When our bus parks up underneath the sky-high hotel, I am the first of many to spill out of the doors. All my luggage is in a rolling suitcase, so it's easy to escape. Ed follows behind me like a loyal pet. I know what it must look like to everybody else; Taylor and Ed, both freshly showered, leaving a single room together. Wincing, I stare at my shoes as the Agency flow from their tour bus. Naturaully, Caitlin is the first to notice us, and she is like a siren letting everybody else know.

"Oh my God!" She shrieks, her dark braid bouncing as she sprints over to us.

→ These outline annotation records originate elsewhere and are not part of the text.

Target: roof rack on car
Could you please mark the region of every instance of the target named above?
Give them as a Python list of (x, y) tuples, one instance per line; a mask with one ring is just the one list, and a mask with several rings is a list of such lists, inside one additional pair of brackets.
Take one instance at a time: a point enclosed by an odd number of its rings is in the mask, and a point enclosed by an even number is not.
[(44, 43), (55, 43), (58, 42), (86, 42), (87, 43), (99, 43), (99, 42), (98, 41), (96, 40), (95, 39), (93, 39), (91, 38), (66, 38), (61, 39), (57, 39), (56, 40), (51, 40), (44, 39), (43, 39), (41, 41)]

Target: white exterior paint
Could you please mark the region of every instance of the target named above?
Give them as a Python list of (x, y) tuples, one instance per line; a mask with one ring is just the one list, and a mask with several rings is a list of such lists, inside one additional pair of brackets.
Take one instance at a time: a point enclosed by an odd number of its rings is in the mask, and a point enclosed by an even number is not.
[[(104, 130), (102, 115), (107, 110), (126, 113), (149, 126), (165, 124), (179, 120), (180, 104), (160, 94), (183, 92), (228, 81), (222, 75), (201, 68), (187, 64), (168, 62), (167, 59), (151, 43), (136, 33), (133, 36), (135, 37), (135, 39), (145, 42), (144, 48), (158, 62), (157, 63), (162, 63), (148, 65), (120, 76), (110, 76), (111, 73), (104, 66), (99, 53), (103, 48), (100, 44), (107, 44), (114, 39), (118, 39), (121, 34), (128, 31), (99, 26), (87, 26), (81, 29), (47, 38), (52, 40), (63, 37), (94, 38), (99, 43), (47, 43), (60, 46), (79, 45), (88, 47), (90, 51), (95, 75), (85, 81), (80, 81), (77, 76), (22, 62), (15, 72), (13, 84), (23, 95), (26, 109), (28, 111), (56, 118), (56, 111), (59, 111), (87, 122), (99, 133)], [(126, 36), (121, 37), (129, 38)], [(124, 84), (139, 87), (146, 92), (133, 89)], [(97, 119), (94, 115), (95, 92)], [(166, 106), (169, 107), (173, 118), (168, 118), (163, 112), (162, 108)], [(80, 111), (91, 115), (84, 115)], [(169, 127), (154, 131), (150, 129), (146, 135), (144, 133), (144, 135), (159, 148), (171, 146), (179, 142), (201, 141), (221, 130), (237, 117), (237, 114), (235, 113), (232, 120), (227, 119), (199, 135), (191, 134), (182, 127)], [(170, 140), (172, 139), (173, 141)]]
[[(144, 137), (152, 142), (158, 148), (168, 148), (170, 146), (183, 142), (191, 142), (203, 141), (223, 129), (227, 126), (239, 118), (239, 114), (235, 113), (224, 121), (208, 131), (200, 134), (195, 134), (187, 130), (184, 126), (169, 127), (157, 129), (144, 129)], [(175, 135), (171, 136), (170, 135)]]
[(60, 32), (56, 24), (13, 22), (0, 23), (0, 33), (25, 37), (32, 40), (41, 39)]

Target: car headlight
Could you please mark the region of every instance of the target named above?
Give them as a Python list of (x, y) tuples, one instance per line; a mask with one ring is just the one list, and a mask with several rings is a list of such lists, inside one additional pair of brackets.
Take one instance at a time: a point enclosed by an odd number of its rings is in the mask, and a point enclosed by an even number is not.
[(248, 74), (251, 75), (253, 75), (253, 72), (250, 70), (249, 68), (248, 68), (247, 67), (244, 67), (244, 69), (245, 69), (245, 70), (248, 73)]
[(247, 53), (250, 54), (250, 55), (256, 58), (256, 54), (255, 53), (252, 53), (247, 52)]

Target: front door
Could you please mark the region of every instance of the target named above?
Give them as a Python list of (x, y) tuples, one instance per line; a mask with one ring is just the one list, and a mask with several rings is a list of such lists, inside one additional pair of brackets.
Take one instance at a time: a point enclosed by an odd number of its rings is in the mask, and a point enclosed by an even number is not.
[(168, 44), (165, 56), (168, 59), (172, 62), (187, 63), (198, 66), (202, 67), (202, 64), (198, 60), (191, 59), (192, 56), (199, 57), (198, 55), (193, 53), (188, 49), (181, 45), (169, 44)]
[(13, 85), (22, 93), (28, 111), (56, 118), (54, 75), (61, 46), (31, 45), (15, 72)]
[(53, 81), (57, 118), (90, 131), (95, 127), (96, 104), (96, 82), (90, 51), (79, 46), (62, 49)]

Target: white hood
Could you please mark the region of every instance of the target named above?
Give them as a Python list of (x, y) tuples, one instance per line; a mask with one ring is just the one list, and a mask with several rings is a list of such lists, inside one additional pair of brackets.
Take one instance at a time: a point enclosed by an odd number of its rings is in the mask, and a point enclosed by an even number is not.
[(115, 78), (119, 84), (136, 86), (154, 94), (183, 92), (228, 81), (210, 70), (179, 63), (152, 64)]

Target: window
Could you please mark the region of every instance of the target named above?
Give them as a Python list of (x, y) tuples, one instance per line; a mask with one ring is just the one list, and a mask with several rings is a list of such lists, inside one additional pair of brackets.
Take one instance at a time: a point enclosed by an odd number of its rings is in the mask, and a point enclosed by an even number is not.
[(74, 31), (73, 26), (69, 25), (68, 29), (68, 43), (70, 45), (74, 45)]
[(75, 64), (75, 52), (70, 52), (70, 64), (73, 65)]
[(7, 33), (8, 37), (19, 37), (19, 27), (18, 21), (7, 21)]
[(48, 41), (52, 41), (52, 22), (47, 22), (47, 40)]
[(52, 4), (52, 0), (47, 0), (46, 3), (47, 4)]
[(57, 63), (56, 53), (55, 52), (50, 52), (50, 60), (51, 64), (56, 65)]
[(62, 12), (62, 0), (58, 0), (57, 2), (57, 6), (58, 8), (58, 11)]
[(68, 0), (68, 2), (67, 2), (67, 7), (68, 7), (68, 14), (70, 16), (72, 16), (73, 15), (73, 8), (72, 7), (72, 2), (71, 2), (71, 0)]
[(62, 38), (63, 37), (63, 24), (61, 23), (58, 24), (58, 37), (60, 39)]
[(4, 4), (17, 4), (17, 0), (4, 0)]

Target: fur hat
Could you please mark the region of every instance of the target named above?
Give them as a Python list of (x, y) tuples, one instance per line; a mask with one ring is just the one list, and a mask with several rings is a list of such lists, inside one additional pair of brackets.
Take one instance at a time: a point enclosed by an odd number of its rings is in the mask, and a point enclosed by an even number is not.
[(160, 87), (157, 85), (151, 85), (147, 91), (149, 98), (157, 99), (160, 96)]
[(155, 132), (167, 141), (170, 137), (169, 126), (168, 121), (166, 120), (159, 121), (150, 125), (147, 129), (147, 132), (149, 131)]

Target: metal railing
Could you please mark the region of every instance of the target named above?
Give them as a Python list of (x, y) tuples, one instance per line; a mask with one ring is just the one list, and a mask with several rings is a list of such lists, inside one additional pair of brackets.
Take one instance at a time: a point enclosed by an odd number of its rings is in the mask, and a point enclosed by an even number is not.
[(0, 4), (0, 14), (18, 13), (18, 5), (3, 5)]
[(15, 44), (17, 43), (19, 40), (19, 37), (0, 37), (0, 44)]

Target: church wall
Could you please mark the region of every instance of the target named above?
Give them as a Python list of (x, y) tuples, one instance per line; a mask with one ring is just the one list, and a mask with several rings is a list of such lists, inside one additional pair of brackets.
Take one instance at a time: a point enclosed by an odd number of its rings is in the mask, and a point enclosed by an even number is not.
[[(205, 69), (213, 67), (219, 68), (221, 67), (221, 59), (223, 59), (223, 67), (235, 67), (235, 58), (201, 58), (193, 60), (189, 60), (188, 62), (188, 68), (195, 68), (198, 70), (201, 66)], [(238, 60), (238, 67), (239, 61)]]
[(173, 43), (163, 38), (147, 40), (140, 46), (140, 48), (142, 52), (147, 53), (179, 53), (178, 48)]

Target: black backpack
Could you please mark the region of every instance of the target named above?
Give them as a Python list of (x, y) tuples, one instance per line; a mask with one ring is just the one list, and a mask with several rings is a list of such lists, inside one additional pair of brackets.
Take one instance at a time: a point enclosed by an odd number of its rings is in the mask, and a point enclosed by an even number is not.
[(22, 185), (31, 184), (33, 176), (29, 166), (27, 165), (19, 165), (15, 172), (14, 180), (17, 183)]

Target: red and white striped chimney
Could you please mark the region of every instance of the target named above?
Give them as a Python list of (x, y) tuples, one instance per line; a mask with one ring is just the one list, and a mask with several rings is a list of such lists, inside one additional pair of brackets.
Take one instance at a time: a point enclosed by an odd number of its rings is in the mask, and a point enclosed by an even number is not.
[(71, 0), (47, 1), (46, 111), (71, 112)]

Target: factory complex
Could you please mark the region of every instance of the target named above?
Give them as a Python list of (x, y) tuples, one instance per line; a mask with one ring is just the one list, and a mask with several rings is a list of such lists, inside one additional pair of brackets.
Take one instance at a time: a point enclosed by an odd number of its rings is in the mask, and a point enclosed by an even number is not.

Her hands grip my shoulders tight. "Did you just hit Teddy Bear?"

I feel my cheeks burning, and people are laughing all around. Ed must be just as red as I am standing behind me.

"I did not hit Teddy Bear," I protest. It's not a lie, because I didn't hit a teddy bear, but it feels like one. "That's a grotesque phrase."

"Grotesque like what you two were up to on the bus," Grant teases, darting up to me and running his hand through his spiky hair. It sparkles with all the gel in it. Ed takes a step closer to me, and I feel his shoulder touch mine.

Out of the corner of my eye, I notice who's standing across from me, and a sweeping wave of horror comes crashing down like a tsunami. My mother is awkwardly hovering on the edge of the scene, finger-combing her limp blonde hair, pretending not to listen. How can my friends say such awful things beside my mother?

"We didn't do anything but play guitar," I say firmly. "You're just insulting our friendship."

Ed tenses next to me.

"Talk all you like, but there's something going on," insists Paul.

"Shut up," I say jokingly, but I don't mean it as a joke. "You're in the band, but you're not in this friendship."